After dropping off those mats yesterday, I asked our members to remind me of all the places we’ve donated money on their behalf in the last year or so: Ingersoll Gender Center, Old Dog Haven, Union Gospel Mission, Urban Impact, Social Justice Fund, The Healing Center, Seattle Tilth, and a fund for the firefighter who was badly burned fighting a forest fire in Eastern Washington. (I suspect there were more, but that’s what we came up with off the top of our heads.)

We’ve learned a lot in 4-1/2 years of running a neighborhood business. But the biggest surprise is how easy it is to give.

  1. Ask your community what they care about, and raise money together. Whether it’s a contest winner, or a monthly vote, let them be the voice of generosity. It inspires them, and allows them to share what matters to them. That’s is a powerful way for people to connect with each other.

  2. Find small revenue streams that you don’t NEED yourself. Contests? A special t-shirt? A one-time event? A few hundred bucks here and there makes a big difference to a non-profit.

  3. Identify physical things that need doing in your neighborhood and harness community energy for that.

  4. How can you bring the community in and serve them for free? We have free community workouts once a month, no strings attached. And more than one member who really couldn’t afford the fee, so we found creative ways to either discount or barter. Small things like that add up, and mean a lot.

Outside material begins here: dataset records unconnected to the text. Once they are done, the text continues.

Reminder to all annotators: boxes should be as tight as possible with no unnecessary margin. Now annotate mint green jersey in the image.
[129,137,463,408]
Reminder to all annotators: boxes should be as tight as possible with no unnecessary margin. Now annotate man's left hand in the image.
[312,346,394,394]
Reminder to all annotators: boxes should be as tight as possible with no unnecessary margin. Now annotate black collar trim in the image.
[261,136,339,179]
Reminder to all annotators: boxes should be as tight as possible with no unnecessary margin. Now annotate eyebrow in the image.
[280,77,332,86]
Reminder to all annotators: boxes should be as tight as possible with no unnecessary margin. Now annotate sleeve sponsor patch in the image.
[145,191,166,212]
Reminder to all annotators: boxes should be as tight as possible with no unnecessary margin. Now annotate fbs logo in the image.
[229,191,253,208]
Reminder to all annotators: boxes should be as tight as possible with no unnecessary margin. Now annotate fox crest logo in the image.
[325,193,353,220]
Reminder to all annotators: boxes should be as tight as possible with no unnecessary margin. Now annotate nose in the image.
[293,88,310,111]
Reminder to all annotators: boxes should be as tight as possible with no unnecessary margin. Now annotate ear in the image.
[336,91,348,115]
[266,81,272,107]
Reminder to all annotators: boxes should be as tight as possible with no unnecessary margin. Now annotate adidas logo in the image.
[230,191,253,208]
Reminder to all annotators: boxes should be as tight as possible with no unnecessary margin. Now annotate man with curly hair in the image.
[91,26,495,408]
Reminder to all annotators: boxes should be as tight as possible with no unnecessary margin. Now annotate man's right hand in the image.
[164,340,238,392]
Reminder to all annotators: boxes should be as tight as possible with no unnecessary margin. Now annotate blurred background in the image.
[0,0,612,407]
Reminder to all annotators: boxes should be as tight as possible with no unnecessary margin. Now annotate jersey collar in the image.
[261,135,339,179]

I’m too lazy to go look it up right now, but I’d guess that Rocket has facilitated the donation of at least $5,000 in the last year to the causes that matter to us and our members. But more than that, we’ve set a tone that community matters. That being of service to those around you is good for business. We’ve created a way for our members to connect to each other and the community around them.

That is good for business. Selfishly speaking, that makes them like us even more, makes them even more likely to stick around.

Doing good is good for business. I promise.

Oh, also, we sweat a lot. People have built muscle, lost weight, gone off meds, did things they didn’t think possible, cried a little….  You know, we really love finding that power. Inside and out.

Strength is balance. Balance is strength. We are stronger together.